7. The packaged electronic device of claim 1, wherein the first side and the second side of the conductive plate are spaced apart from one another by a plate thickness of 0.25 mm or more and 3.0 mm or less.

8. The packaged electronic device of claim 7, wherein the plate thickness is 0.50 mm or more and 1.0 mm or less.

9. The packaged electronic device of claim 1, wherein the polymer layer has a breakdown voltage of 1 kV or more.

10. The packaged electronic device of claim 9, wherein the first side and the second side of the conductive plate are spaced apart from one another by a plate thickness of 0.25 mm or more and 3.0 mm or less.

11. A packaged electronic device, comprising:

a die attach pad enclosed by a package structure;

a semiconductor die mounted to a side of the die attach pad;

a conductive plate; and

a polymer layer having a first side on a side of the conductive plate, and a second side on the die attach pad.

12. The packaged electronic device of claim 11, wherein the polymer layer has a dielectric strength of 10 kV/mm or more.

13. The packaged electronic device of claim 12, wherein the polymer layer has a thickness of 140 μm or more.

14. The packaged electronic device of claim 11, wherein the polymer layer has a breakdown voltage of 1 kV or more.

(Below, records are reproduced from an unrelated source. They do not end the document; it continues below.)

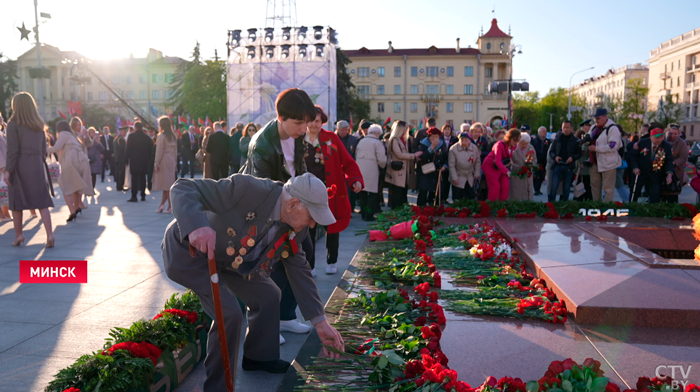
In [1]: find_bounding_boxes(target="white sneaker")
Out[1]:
[325,265,338,275]
[279,334,286,345]
[280,319,312,334]
[311,268,316,277]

15. The packaged electronic device of claim 14, wherein the conductive plate has a plate thickness of 0.25 mm or more and 3.0 mm or less.

16-20. (canceled)

21. A packaged electronic device, comprising:

a first side of a polymer layer attached to a first side of a conductive plate;

a first side of a die attach pad attached to a second side of the polymer layer;

a first side of a semiconductor die attached to a second side of the die attach pad;

a conductive feature of the semiconductor die coupled to a lead; and

a package structure that encloses the semiconductor die and the die attach pad and exposes a portion of a second side of the conductive plate.

22. The packaged electronic device of claim 21, wherein the polymer layer has a dielectric strength of 10 kV/mm or more.

23. The packaged electronic device of claim 22, wherein the first side and the second side of the polymer layer are spaced apart from one another by a thickness of 140 μm or more.

24. The packaged electronic device of claim 21, wherein the first side and the second side of the conductive plate are spaced apart from one another by a plate thickness of 0.25 mm or more and 3.0 mm or less.

25. The packaged electronic device of claim 21, wherein the polymer layer has a breakdown voltage of 1 kV or more.